In the last video, we stumbled
upon a way to figure out the inverse for an invertible
matrix. So, let's actually use
that method in this video right here. I'm going to use the same matrix
that we started off with in the last video. It seems like a fairly
good matrix. We know that it's reduced row
echelon form is the identity matrix, so we know
it's invertable. So, let's find its inverse. The technique is pretty
straightforward. You literally just apply the
same transformations you would apply to this guy to get you
to the identity matrix, and you would apply those same
transformations to the identity matrix. That's because the collection
of those transformations, if you represent them as matrixes,
are really just the inverse of this guy.

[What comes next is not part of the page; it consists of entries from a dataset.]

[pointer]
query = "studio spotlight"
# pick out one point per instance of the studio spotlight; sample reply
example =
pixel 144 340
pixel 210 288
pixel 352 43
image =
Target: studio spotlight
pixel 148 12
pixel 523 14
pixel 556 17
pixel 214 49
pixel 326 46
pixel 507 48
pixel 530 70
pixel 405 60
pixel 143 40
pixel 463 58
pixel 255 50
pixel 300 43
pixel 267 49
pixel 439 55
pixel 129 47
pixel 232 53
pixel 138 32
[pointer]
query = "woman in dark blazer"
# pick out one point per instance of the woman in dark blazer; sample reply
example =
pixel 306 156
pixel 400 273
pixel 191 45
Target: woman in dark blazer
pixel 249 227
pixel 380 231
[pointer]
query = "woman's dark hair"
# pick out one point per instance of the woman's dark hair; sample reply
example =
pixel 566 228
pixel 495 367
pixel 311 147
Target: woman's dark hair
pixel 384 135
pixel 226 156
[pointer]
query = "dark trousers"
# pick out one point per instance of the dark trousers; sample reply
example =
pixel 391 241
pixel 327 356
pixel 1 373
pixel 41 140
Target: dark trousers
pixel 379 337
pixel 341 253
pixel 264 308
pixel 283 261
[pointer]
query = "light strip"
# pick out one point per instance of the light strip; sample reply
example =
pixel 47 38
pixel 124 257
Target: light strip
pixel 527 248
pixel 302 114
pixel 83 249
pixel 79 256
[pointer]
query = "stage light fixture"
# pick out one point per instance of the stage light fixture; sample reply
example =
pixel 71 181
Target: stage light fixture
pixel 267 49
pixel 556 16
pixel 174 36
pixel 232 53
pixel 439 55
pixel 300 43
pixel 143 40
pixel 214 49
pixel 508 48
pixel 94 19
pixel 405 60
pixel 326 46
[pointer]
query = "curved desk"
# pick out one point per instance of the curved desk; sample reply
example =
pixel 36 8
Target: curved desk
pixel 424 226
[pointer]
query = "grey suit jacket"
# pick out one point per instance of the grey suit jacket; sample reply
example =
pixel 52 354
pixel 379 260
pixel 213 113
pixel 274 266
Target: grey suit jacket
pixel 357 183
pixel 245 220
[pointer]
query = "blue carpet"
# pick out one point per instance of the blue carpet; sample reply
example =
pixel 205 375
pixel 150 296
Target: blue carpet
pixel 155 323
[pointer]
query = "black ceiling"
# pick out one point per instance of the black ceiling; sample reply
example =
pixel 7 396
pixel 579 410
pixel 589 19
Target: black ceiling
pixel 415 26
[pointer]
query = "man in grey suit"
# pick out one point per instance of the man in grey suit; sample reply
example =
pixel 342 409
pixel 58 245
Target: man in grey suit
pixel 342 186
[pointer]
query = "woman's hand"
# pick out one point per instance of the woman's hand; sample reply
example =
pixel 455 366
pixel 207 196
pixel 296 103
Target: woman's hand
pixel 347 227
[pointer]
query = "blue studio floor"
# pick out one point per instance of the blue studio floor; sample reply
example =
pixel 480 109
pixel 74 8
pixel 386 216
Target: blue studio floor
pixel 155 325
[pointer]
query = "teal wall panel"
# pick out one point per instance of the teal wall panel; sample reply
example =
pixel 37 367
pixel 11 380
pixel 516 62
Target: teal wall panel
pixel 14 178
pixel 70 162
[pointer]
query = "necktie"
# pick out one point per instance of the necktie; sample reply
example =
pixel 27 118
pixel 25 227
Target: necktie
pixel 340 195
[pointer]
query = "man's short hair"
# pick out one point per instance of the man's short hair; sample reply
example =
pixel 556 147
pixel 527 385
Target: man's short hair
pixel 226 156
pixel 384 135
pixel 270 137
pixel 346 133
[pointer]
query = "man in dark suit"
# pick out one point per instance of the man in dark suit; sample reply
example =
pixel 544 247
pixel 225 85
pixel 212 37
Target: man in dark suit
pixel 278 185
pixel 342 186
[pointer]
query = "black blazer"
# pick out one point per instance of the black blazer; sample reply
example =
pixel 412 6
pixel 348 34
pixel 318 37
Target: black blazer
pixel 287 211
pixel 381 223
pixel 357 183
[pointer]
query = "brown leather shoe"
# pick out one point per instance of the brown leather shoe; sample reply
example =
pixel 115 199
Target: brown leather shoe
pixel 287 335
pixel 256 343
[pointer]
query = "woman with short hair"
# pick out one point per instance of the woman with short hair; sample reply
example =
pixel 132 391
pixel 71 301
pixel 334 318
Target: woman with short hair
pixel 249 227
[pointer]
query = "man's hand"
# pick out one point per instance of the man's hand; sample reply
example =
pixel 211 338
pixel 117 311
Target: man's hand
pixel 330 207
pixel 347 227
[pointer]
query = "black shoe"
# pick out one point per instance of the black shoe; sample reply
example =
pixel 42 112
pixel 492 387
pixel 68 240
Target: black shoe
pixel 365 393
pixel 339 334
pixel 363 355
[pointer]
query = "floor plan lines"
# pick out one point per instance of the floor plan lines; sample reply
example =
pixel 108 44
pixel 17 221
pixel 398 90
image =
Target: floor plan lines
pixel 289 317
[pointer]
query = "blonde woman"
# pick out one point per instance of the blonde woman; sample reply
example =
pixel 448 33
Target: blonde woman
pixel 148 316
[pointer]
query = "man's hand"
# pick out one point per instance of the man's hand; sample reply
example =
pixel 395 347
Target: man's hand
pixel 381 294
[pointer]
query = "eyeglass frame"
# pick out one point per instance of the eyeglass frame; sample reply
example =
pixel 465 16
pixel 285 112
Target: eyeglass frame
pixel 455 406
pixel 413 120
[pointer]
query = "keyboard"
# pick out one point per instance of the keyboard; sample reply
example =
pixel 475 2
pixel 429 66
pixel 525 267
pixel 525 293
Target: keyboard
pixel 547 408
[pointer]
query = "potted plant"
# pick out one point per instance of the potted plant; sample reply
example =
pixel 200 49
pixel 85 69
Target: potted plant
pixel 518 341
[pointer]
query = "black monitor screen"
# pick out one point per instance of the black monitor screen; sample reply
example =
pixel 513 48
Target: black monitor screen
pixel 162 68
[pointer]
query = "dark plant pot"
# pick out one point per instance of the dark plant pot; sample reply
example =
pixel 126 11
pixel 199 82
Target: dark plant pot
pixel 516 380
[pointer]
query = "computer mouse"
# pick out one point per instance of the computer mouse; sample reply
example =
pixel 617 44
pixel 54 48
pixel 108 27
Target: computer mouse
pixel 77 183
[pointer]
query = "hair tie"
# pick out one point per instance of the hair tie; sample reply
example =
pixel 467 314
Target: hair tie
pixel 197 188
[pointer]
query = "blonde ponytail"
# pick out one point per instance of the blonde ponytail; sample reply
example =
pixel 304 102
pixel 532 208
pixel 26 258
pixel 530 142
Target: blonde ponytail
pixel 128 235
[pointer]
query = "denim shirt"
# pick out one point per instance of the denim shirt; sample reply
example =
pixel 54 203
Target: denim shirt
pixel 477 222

Let's just do it. So I'll create an augmented
matrix here. Maybe I'll do it right here. Let me make it a little
bit neater. First, I'll write a. It's 1, minus 1, 1. And then minus 1, 2, 1. Minus 1, 3, 4. And then I'll augment it with
the identity matrix, with 1, 0, 0, 0, 1, 0, 0, 0, 1. Now, if I want to get a into
reduced row echelon form, maybe I'll replace
the second row. I'll keep the first row
the same for now. Let me just draw it like this. The entire first row:
1, minus 1, minus 1. It's going to be augmented
with 1, 0, 0. Keep the whole first
row the same. Let's replace the second
row with the second row plus the first row. Minus 1 plus 1 is 0. 2 plus minus 1 is 1. 3 plus minus 1 is 2. 0 plus 1 is 0. 1 plus-- oh, sorry. That was a tricky one. 0 plus 1 is 1. 1 plus 0 is 1. 0 plus 0 is 0. All I did is I added
these two rows up. Now, this third row. Let me replace-- I want
to get a zero here. Let me replace the third
row with the third row minus the first row. 1 minus 1 is 0. 1 minus minus 1 is 2. 4 minus minus 1 is 5. 0 minus 1 is minus 1. 0 minus 0 is 0. And then 1 minus 0 is 1. Just like that. Now, what do we want to do? Well, we've gotten this far. We want to zero out that
guy and that guy. Let's keep our second
row the same. Let me write it down here. It's 0, 1, 2, and then you
augmented it with 1, 1, 0. Just like that. And let's replace my first row
with the first row plus the second row. 1 plus 0 is 1. Minus 1 plus 1 is 0. That's why I did that,
to get a zero there. Minus 1 plus 2 is 1. 1 plus 1 is 2. 0 plus 1 is 1. 0 plus 0 is 0. And now, I also want to zero
out this guy right here. Let's replace the third row
with the third row minus 2 times the second row. 0 minus 2 times 0 is 0. 2 minus 2 times 1 is 0. 5 minus 2 times 2 is 5
minus 4, that's 1. Minus 1 minus 2 times 1--
that's minus 1 minus 2-- is minus 3. 0 minus 2 times 1,
that's minus 2. And then, 1 minus 2 times
0 is just 1 again. All right, home stretch. Now, I just want to zero out
these guys right here. All right, so just let me keep
my third row the same. Let me switch colors, keep
things colorful. It's 0, 0, 1. We're going to augment it with
minus 3, minus 2, and 1. Now, let's replace our first row
with the first row minus the third row. 1 minus 0 is 1. 0 minus 0 is 0. 1 minus 1 is 0. 2 minus minus 3, that's 5. 1 minus minus 2 is 3. 0 minus 1 is minus 1. Now, let's replace the second
row with the second row minus 2 times the third row. 0 minus 2 times 0 is 0. 1 minus 2 times 0 is 0. 2 minus 2 times 1 is-- I'm
sorry, I just-- oh, whoops. Let me-- we have to be very
careful not to make any careless mistakes. 0 minus 2 times 0 is 0. 1 minus 2 times 0 is 1. It's not 0. 2 minus 2 times 1 is 0. 1 minus 2 times minus
3-- that is 1 plus 2 times 3-- that is 7. 1 minus 2 times minus 2, that's
1 plus 4, which is 5. And then, 0 minus 2 times
1, so that's minus 2. And just like that, we've
gotten the A part of our augmented matrix into reduced
row echelon form. This is the reduced row
echelon form of A. And when you apply those exact
same transformations-- because if you think about it, that
series of matrix products that got you from this to the
identity matrix-- that, by definition, is the
identity matrix. So you apply those same
transformations to the identity matrix, you're going
to get the inverse of A. This right here is A inverse. And we have solved for the
inverse, and it actually wasn't too painful.